Muchos años después, en su lecho de muerte, Paco Yunque había de recordar aquella tarde remota en que su padre lo llevó a conocer la educación a distancia. La suya era entonces una aldea de 20 casas de barro y cañabrava construidas a la orilla de un río de aguas diáfanas que se precipitaban por un lecho de piedras pulidas, blancas y enormes como huevos prehistóricos, adonde apenas llegaba la señal del Internet.
Los intentos iniciales por educarlo a través del precario celular de su madre, o de los impersonales y genéricos contenidos televisivos (sin interacción pedagógica), se revelaron rápidamente inútiles. Mientras se extendía el encierro por la peste a lo largo de semanas y meses, se anunció que el Gobierno repartiría tabletas, pero estas tardaron tanto en llegar que, finalmente, Paco perdió el año. Y como la señal nunca mejoró, y había que subir al cerro para captarla, su tableta sirvió de poco.
Entretanto, en las ciudades, durante esos mismos meses, las autoridades empezaron a permitir la reapertura de tiendas, restaurantes, centros comerciales, casinos, gimnasios, teatros, cines y hasta discotecas. No escuelas. En las tardes, los parques rebosaban de niños jugando, corriendo, interactuando y respirando después de largas y agobiantes mañanas de encierro frente a las pantallas.
En el resto del mundo, todos los países empezaron a reabrir sus escuelas (antes incluso que otros establecimientos). De modo que el Gobierno del país de Paco elaboró también normas y protocolos, pero con vallas y requisitos tan improbables –20 contagios por cada 100 mil personas en ciudades densamente pobladas– y dando discrecionalidad a funcionarios barriales, tan cuadriculados y temerosos, que ninguna escuela reabrió, a pesar de la evidencia empírica de que los colegios no eran más riesgosos que otros lugares. Tampoco se priorizó la vacunación de maestros.
Una esperanza surgió precisamente cuando un maestro escolar fue elegido presidente, y nombró ministro de Educación a otro profe, reconocido mediáticamente como un “maestro que deja huella”, de esos que no solo transmiten conocimientos sino sabiduría, herramientas para enfrentar la vida; que nos hacen crecer con educación no meramente convencional, también sentimental.

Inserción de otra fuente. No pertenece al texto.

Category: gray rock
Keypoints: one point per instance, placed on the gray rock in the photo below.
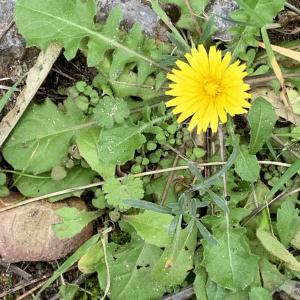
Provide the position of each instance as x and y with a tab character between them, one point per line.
12	46
26	231
134	12
221	9
16	60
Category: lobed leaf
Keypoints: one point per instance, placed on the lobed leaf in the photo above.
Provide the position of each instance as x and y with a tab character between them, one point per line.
152	227
261	118
43	131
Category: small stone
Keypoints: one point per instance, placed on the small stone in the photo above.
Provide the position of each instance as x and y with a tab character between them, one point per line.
26	231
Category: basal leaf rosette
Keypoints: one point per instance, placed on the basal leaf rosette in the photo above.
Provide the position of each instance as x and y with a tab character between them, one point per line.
207	88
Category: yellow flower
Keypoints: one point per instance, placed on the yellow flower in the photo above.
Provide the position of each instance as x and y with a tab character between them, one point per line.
207	88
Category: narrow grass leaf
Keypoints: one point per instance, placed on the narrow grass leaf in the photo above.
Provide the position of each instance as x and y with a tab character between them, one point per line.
69	263
5	98
148	206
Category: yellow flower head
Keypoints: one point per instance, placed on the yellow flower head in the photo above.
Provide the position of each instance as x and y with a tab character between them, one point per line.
207	88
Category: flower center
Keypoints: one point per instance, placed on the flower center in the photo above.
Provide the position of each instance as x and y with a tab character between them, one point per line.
212	87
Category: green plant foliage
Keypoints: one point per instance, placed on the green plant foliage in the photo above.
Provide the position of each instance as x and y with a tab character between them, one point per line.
117	145
177	259
73	221
89	262
246	165
186	19
253	15
69	22
68	291
214	291
166	220
87	145
43	131
260	293
231	263
288	221
274	247
34	187
116	191
69	262
262	119
110	111
130	271
270	275
152	227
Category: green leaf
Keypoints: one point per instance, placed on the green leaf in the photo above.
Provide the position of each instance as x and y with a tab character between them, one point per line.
5	98
262	119
288	174
4	191
116	191
288	221
69	262
259	293
89	262
87	145
216	292
68	22
73	221
129	267
270	275
231	263
186	19
246	165
68	291
148	205
110	111
2	178
177	259
34	187
296	239
43	132
200	283
253	15
274	247
152	227
117	145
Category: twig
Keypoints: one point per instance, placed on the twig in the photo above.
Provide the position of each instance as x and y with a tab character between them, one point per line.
184	294
255	80
169	181
88	186
292	7
6	29
197	27
16	270
81	279
7	88
22	286
222	154
107	269
63	74
5	79
281	143
35	78
260	208
28	293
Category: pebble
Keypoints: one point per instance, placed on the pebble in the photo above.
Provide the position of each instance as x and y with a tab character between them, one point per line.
26	231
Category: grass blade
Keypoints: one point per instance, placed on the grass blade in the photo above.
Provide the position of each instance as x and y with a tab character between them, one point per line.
5	98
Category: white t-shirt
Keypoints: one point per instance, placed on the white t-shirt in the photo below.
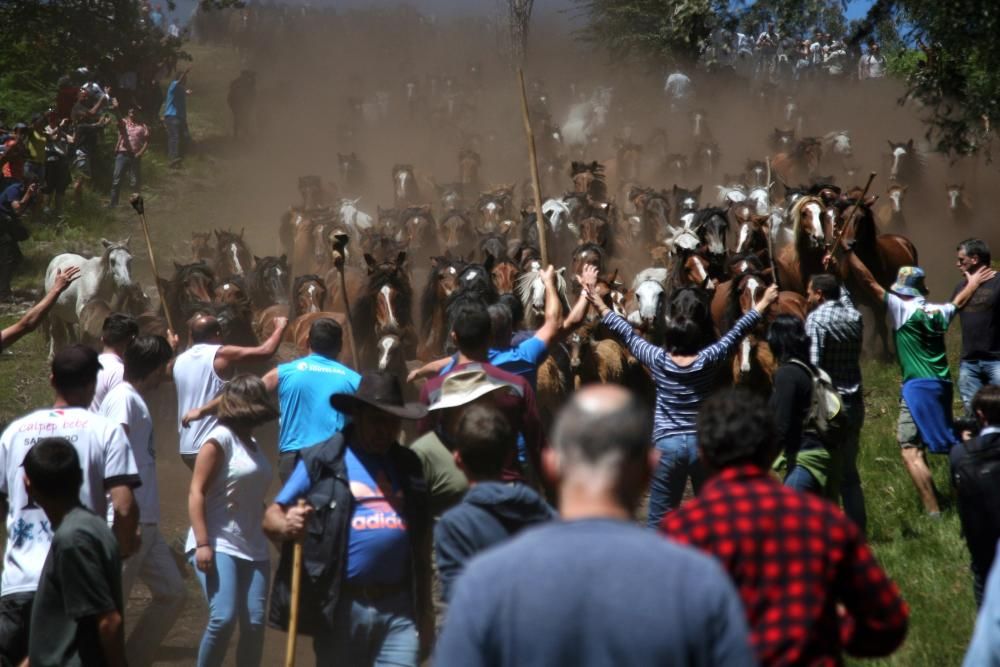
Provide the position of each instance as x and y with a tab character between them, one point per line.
111	375
197	383
105	457
234	499
124	405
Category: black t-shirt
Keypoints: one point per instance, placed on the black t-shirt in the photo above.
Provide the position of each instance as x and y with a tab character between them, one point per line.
980	320
80	581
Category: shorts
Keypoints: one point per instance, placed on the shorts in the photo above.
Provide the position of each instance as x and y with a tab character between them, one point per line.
907	433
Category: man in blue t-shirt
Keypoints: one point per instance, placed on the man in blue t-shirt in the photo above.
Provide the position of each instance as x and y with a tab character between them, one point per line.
524	358
359	502
304	387
175	118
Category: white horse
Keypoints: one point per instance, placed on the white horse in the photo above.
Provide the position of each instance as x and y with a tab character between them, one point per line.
105	277
586	118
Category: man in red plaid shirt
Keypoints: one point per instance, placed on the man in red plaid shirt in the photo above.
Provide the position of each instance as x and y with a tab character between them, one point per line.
810	585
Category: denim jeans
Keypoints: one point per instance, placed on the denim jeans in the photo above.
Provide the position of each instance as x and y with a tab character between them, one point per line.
236	589
973	375
678	461
126	165
177	135
379	632
155	565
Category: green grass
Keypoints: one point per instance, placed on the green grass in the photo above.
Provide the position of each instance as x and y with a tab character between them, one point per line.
927	558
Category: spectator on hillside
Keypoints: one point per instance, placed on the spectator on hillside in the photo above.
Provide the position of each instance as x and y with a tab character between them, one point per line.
594	588
836	332
133	141
199	374
108	468
78	611
491	510
807	460
975	473
15	201
810	585
58	155
226	544
980	321
919	327
31	319
366	576
175	118
87	129
685	372
146	359
117	331
872	64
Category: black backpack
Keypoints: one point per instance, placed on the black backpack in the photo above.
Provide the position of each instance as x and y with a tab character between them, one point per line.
977	474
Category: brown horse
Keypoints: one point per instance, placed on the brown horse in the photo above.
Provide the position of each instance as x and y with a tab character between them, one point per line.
798	165
384	307
802	258
441	284
883	254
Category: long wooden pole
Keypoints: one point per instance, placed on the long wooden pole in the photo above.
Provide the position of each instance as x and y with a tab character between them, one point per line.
293	612
140	208
533	161
854	207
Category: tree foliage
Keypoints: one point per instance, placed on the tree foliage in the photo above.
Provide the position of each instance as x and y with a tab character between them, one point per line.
42	41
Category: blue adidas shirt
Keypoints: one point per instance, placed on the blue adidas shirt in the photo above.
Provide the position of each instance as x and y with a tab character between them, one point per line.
378	548
304	389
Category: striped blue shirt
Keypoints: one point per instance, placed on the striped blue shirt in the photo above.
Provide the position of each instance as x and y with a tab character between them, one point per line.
680	390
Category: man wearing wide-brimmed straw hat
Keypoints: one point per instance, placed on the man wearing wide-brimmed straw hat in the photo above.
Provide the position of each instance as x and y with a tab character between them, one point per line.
366	528
919	327
446	483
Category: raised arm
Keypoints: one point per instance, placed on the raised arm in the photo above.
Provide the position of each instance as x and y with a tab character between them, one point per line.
231	354
553	308
31	319
972	283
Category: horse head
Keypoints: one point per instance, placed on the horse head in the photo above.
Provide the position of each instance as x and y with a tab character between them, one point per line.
116	260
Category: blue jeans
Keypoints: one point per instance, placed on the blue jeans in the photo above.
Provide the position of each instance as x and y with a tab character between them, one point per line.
370	632
126	166
177	135
678	461
236	589
973	375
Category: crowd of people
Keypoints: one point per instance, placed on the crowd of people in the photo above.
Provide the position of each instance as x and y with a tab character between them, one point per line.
775	57
761	566
92	136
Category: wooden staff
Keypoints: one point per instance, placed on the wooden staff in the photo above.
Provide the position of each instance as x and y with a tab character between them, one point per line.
140	208
533	161
340	262
854	207
770	237
293	612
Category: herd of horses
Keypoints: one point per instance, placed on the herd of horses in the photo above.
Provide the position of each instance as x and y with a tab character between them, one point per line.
660	254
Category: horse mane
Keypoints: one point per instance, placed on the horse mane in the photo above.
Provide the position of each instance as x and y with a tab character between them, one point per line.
795	217
733	311
363	311
293	306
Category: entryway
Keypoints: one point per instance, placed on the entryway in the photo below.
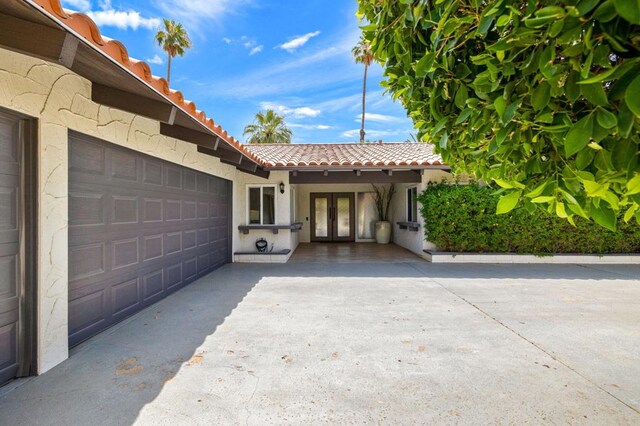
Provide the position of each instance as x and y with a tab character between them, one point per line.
353	253
332	217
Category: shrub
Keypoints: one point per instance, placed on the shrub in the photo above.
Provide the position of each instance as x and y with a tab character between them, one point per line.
462	218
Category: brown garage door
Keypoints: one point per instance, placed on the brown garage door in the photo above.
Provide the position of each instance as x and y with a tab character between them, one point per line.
139	229
15	250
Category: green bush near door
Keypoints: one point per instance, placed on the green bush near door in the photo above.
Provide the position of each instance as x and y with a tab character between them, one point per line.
462	218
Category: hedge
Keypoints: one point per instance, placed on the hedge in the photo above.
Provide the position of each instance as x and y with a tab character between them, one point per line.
461	218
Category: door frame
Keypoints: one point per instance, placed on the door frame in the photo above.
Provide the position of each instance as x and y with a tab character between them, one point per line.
27	224
332	230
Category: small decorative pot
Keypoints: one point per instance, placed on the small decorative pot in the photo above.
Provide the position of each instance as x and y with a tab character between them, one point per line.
383	232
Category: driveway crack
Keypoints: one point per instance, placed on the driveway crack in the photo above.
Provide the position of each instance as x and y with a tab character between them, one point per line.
255	388
540	348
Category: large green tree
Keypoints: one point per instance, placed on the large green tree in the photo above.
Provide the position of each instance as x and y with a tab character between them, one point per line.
541	97
268	127
174	40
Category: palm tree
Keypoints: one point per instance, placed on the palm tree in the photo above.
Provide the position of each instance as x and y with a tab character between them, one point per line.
268	127
174	40
363	55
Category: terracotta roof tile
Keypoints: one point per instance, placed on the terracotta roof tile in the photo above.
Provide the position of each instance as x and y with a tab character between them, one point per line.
388	154
346	154
83	25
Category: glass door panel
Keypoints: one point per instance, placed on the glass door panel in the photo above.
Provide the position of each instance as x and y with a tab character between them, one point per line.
343	216
332	217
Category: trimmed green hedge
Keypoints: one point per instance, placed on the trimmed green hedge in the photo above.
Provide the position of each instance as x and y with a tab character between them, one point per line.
461	218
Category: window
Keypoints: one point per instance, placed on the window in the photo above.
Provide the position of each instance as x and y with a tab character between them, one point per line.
262	205
412	204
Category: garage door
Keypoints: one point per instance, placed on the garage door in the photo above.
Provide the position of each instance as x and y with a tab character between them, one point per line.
139	229
15	254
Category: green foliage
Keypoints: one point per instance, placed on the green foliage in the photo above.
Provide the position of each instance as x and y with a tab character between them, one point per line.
461	218
268	127
543	95
174	40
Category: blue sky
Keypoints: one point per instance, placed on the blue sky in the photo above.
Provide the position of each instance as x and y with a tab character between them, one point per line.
293	56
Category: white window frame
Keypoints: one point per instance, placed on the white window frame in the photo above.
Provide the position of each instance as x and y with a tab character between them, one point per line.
407	206
275	203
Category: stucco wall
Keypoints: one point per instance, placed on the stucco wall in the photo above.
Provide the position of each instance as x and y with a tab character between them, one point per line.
283	239
61	100
415	241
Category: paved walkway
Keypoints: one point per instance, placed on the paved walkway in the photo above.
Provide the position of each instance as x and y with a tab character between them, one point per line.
352	253
394	343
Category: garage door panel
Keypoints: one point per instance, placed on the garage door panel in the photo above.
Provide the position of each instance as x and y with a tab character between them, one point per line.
87	312
86	157
9	354
124	166
174	275
139	230
153	285
125	297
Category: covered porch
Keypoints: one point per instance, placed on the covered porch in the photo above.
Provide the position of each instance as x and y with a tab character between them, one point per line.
324	193
353	253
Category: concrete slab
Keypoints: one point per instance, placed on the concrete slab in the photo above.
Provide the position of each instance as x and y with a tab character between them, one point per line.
409	343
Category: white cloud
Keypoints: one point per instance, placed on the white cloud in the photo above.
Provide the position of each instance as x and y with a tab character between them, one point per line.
196	13
379	118
106	15
298	42
156	60
123	20
79	5
255	50
310	126
299	112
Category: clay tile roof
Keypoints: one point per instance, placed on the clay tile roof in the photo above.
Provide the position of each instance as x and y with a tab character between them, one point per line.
83	25
346	154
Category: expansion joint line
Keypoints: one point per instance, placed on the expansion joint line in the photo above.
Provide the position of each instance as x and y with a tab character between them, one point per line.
636	410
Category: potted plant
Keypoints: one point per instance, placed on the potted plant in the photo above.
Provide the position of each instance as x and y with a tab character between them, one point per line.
382	198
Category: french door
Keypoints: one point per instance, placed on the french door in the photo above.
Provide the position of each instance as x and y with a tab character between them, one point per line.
332	217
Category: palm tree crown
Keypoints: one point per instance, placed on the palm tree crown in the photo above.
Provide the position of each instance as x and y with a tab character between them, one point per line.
174	40
268	127
363	54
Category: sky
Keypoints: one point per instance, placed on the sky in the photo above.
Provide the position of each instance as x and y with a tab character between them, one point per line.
293	56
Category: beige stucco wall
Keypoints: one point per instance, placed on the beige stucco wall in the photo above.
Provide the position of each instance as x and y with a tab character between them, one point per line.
415	241
304	206
61	100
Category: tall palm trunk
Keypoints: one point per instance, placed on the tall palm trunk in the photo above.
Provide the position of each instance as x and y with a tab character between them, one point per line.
169	68
364	96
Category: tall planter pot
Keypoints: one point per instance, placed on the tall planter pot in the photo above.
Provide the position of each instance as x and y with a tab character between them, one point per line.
383	232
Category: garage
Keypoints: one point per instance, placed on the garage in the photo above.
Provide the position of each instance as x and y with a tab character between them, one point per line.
140	228
16	245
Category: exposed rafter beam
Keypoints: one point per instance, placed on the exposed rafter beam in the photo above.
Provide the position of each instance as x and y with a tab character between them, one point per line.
403	176
226	156
31	38
69	50
244	166
130	102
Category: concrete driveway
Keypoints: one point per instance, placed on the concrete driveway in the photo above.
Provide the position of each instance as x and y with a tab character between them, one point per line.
404	343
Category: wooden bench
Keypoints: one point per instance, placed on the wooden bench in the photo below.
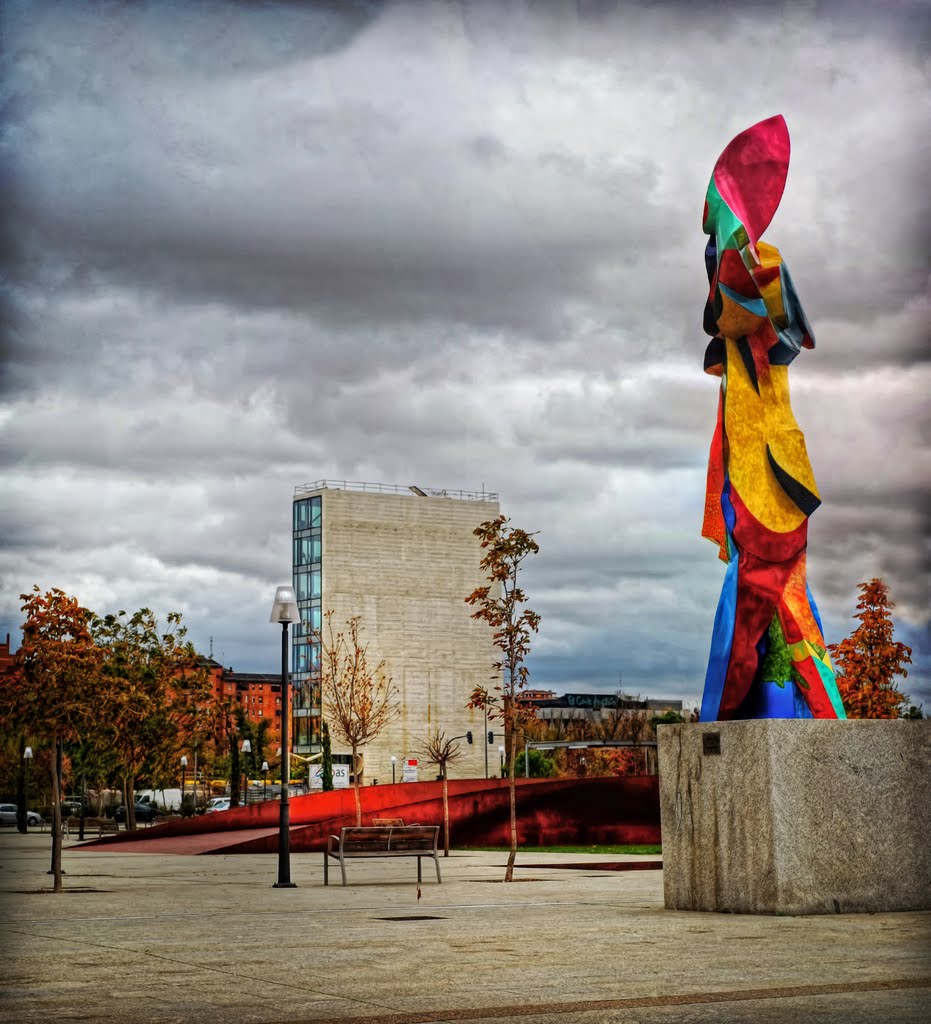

Seguramente el Gobierno de los profes priorizaría la educación, pensaron todos.
Pero ocurrió lo contrario. Se pospuso más el ya rezagado reinicio de clases y se priorizó iniciativas para terminar con la incipiente meritocracia en la carrera magisterial, en beneficio de las oligarquías sindicales a las que pertenecía el profe-presidente. Se habló de mandar a los chicos al servicio militar, a trabajar en comisarías, etc., pero no de regreso a las aulas. Muchas familias protestaron pacíficamente y las insultaron, dijeron que no soportaban a sus hijos en casa. El Gobierno de los profes no amaba a los niños, sino la confrontación: nombró todo tipo de autoridades radicales, sin trayectoria profesional, en algunos casos con prontuario criminal, admiradores de terroristas. Su retórica exacerbaba el conflicto social, cultural y hasta racial.
Expertos del mundo presentaron evidencias e indicadores del daño de no reabrir las escuelas. Más del 70% de aprendizajes se perdía en la educación virtual versus la presencial, pero los más pobres, como Paco, podían perder el 95%, mientras los ricos, los Humberto Grieve, “solo” el 50%. Esa falta de conocimientos se tradujo en pérdidas mundiales de productividad, generación de riqueza, ingresos y bienestar, no millonarias, sino billonarias (1 seguido de 12 ceros) tan solo en los primeros 18 meses.
Proyectados a lo largo de la vida de Paco, los daños fueron incalculables. Su vida fue triste: no solo tuvo problemas de comprensión lectora y numérica. Perdió tanta información e imaginación –a través de la lectura– que el mundo terminó pareciéndole tan reciente, que muchas cosas carecían de nombre, y para mencionarlas había que señalarlas con el dedo. Nunca aprendió a relacionarse con otras personas. Era emocionalmente torpe. No lograba concentrarse.
Fue la suya una generación perdida, porque la educación es un fenómeno más que cognitivo, social, que afianza comunidades. Un país que invierte en educación forja su futuro, construye su largo plazo. Destruir o abandonar la educación, por tanto, es la mejor forma de destruir un país, y a su gente. A Paco le tocó estar en el lugar incorrecto, en el momento incorrecto: pandemia, recesión y cierre de escuelas… en un gobierno de profes.